Hagelversicherung: 175 Mio. Euro Dürreschäden im Jahr 2015 verzeichnet

Weinberger: Klimawandel ist längst auch in Österreich angekommen.

Wien, 7. Jänner 2016 (aiz.info). - Der Gesamtschaden, der 2015 durch Dürre in der Landwirtschaft bei Herbstkulturen, insbesondere bei Mais, aber auch bei Grünland, Kürbis, Sonnenblumen, Sojabohnen sowie Kartoffeln aufgrund des Rekordsommers zu verzeichnen war, beträgt 175 Mio. Euro. "Es hat sich im abgelaufenen Jahr wieder gezeigt, wie verletzbar die standortgebundene Landwirtschaft ist. Diese Wetterereignisse sind auch ein Hinweis darauf, dass ein Risikomanagement für das wirtschaftliche Überleben in der Landwirtschaft unverzichtbar ist", zieht Kurt Weinberger, Vorstandsvorsitzender der Österreichischen Hagelversicherung, als Ernteversicherer eine ernüchternde Bilanz über die Dürreschäden in Österreich. "Das Jahr 2015 hat eindeutig gezeigt, dass der Klimawandel auch bei uns angekommen ist und große Herausforderungen für die Bäuerinnen und Bauern bringt", so Weinberger.

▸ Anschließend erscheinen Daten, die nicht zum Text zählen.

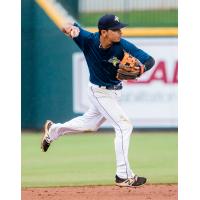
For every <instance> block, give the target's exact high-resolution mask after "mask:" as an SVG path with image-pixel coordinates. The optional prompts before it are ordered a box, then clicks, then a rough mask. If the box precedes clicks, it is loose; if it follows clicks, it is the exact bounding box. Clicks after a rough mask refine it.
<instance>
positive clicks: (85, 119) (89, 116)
mask: <svg viewBox="0 0 200 200" xmlns="http://www.w3.org/2000/svg"><path fill="white" fill-rule="evenodd" d="M104 121H105V118H104V117H103V116H102V115H101V113H100V112H99V111H98V110H97V109H96V108H95V106H94V105H91V107H90V108H89V110H88V111H87V112H86V113H85V114H84V115H82V116H79V117H76V118H74V119H72V120H70V121H67V122H65V123H63V124H62V123H53V124H52V125H51V126H50V127H49V130H48V132H49V133H48V135H49V142H52V141H54V140H56V139H57V138H58V137H60V136H62V135H64V134H68V133H77V132H84V131H96V130H97V129H98V128H99V127H100V126H101V124H102V123H103V122H104Z"/></svg>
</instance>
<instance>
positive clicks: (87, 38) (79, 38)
mask: <svg viewBox="0 0 200 200" xmlns="http://www.w3.org/2000/svg"><path fill="white" fill-rule="evenodd" d="M74 26H76V27H78V28H79V29H80V33H79V35H78V36H77V37H75V38H73V40H74V42H75V43H76V44H77V45H78V47H79V48H80V49H81V50H82V51H84V49H85V46H86V44H87V40H88V38H89V37H90V36H91V35H92V33H91V32H88V31H86V30H84V29H83V28H82V27H81V26H80V25H78V24H77V23H74Z"/></svg>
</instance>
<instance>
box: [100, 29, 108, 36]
mask: <svg viewBox="0 0 200 200" xmlns="http://www.w3.org/2000/svg"><path fill="white" fill-rule="evenodd" d="M100 31H101V35H102V36H103V37H105V36H107V32H108V31H107V30H100Z"/></svg>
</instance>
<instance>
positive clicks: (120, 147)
mask: <svg viewBox="0 0 200 200" xmlns="http://www.w3.org/2000/svg"><path fill="white" fill-rule="evenodd" d="M118 93H119V91H114V90H110V91H109V90H104V89H99V88H95V87H91V93H90V94H91V95H90V98H91V101H93V104H95V105H96V107H98V109H99V112H101V113H102V115H103V116H104V117H105V118H106V119H107V120H109V121H110V122H111V124H112V126H113V127H114V129H115V132H116V135H115V152H116V162H117V172H116V174H117V175H118V176H119V177H121V178H130V177H134V174H133V172H132V170H131V168H130V166H129V161H128V148H129V140H130V135H131V133H132V128H133V127H132V124H131V122H130V121H129V119H128V117H127V116H126V114H125V113H124V111H123V110H122V108H121V106H120V105H119V103H118V101H117V97H118Z"/></svg>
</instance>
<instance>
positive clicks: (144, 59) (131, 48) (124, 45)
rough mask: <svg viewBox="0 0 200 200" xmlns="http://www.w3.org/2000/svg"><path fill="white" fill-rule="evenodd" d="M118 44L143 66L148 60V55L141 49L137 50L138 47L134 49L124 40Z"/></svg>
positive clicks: (133, 44)
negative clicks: (136, 58) (138, 60)
mask: <svg viewBox="0 0 200 200" xmlns="http://www.w3.org/2000/svg"><path fill="white" fill-rule="evenodd" d="M120 42H121V44H122V46H123V49H124V50H125V51H126V52H128V53H130V54H131V55H132V56H134V57H136V58H137V59H138V60H139V61H140V62H141V63H142V64H144V63H145V62H146V61H147V60H148V59H149V58H150V55H149V54H147V53H146V52H145V51H143V50H142V49H139V48H138V47H136V46H135V45H134V44H132V43H131V42H128V41H127V40H125V39H121V41H120Z"/></svg>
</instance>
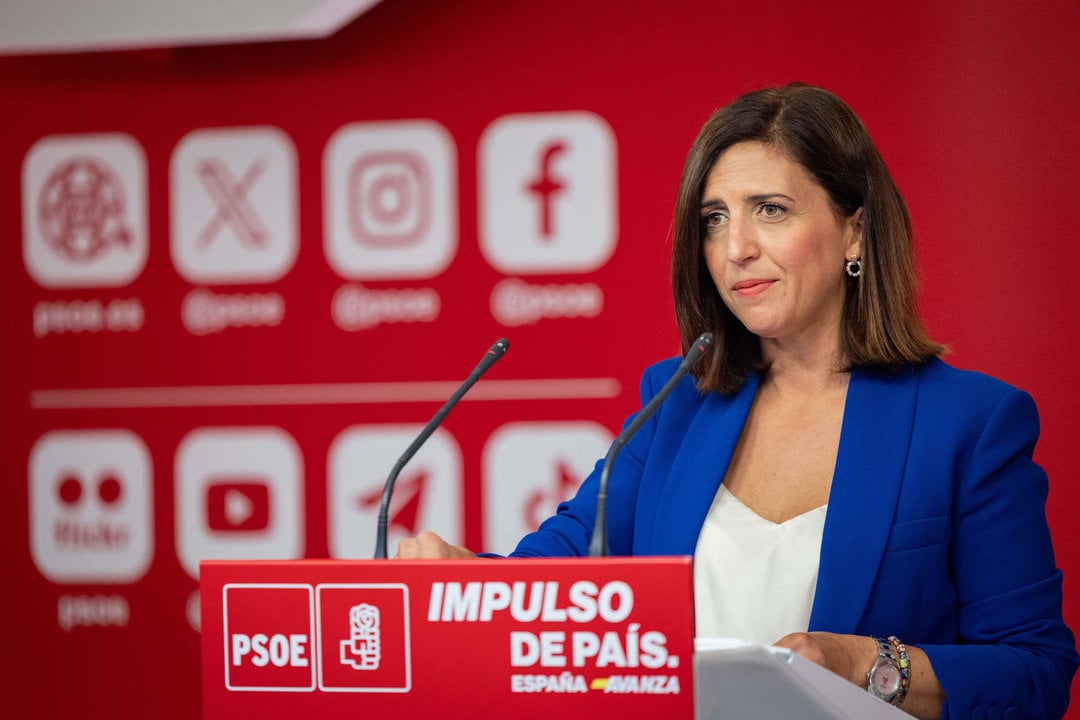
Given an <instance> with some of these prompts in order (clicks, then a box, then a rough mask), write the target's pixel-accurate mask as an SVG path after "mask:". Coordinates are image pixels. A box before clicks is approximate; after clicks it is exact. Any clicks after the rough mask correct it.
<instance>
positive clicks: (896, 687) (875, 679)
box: [870, 663, 900, 697]
mask: <svg viewBox="0 0 1080 720" xmlns="http://www.w3.org/2000/svg"><path fill="white" fill-rule="evenodd" d="M870 684H872V685H873V687H874V690H875V691H876V692H877V694H878V695H880V696H881V697H890V696H892V695H895V694H896V692H899V691H900V668H899V667H896V666H895V665H893V664H892V663H881V664H880V665H878V666H877V667H875V668H874V671H873V673H872V674H870Z"/></svg>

"Die Erderwärmung mit all ihren Folgen ist ein globales und somit auch nationales Problem - die Konsequenzen sind auch in unserem Land zu spüren. Der Sommer 2015 war weltweit betrachtet der wärmste - in Österreich der zweitwärmste - in der 248-jährigen Messgeschichte. Zudem gab es in der Alpenrepublik noch nie einen Juli, der heißer war als der im Jahr 2015. Insgesamt wurden 17 'Wüstentage' mit Temperaturen über 35 Grad verzeichnet. Dass diese tropischen Temperaturen, verbunden mit den ausgebliebenen Niederschlägen, auch Auswirkungen auf die Landwirtschaft mit ihrer Werkstatt unter freiem Himmel haben, ist klar", gibt Weinberger zu bedenken.

Private Public Partnership-Modelle weltweit im Trend

Um die Lebensmittel-Versorgungssicherheit mit regionalen Produkten zu gewährleisten, entwickelt die Versicherungswirtschaft weltweit Instrumente zur Finanzierung von Naturkatastrophen-Versicherungsmodellen. Agrarpolitisch geht die Tendenz immer mehr zu umfassenden Risikomanagement-Instrumenten auf Private Public Partnership-Basis. So beteiligt sich beispielsweise in Amerika der Landwirt mit 35% an der Prämie und der Staat bezahlt den Rest von 65%. "Wir müssen weiterhin auch in Österreich intensiv an Private Public Partnership-Modellen arbeiten. Nur ein stabiler Agrarsektor, der Einkommensausfälle nach Naturkatstrophen bewältigen kann, ist auf Dauer in der Lage, eine immer weiter steigende Weltbevölkerung nachhaltig zu ernähren. Daher wird es künftig nur mit umfassenden Ernteversicherungen möglich sein, die Auswirkungen des Klimawandels für die Landwirte langfristig kalkulierbar zu machen", erklärt der Vorstandsvorsitzende.

Neu und einzigartig: Dürreindex-Versicherung in Österreich

Für viele betroffene Landwirte war die 2015 in Österreich eingeführte und europaweit einzigartige Dürreindex-Versicherung im Grünland eine wichtige wirtschaftliche Absicherung. Ab 2016 wird diese Möglichkeit erstmals auch für Mais angeboten. Bei einer Indexversicherung (Basis ist die Niederschlagsmenge, gemessen an den Messstationen der ZAMG) wird bei sehr großen Ertragsausfällen Entschädigung für die versicherten Flächen geleistet.

Die Österreichische Hagelversicherung ist der Spezialversicherer in der Landwirtschaft und wurde 1947 als Versicherungsverein auf Gegenseitigkeit gegründet. Neben Hagel werden landwirtschaftliche Kulturen auch gegen Dürre, Überschwemmung, Frost und zehn weitere Risiken versichert. Damit bietet sie die umfassendste Produktpalette Europas an und ist zudem Österreichs größter Tierversicherer. Das Unternehmen hat die rascheste sowie modernste Schadenserhebung Europas und arbeitet seit zehn Jahren weitgehend papierlos und damit klimaschonend. Die Hagelversicherung engagiert sich schon sehr lange für mehr Klimaschutz. Sie hat bereits 2001 den ersten österreichweiten Klimaschutzpreis initiiert, wirbt seit vielen Jahren für regionale, klimafreundliche Lebensmittel mit kurzen Transportwegen und versucht Bewusstsein gegen das rasante Zubetonieren Österreichs zu schaffen.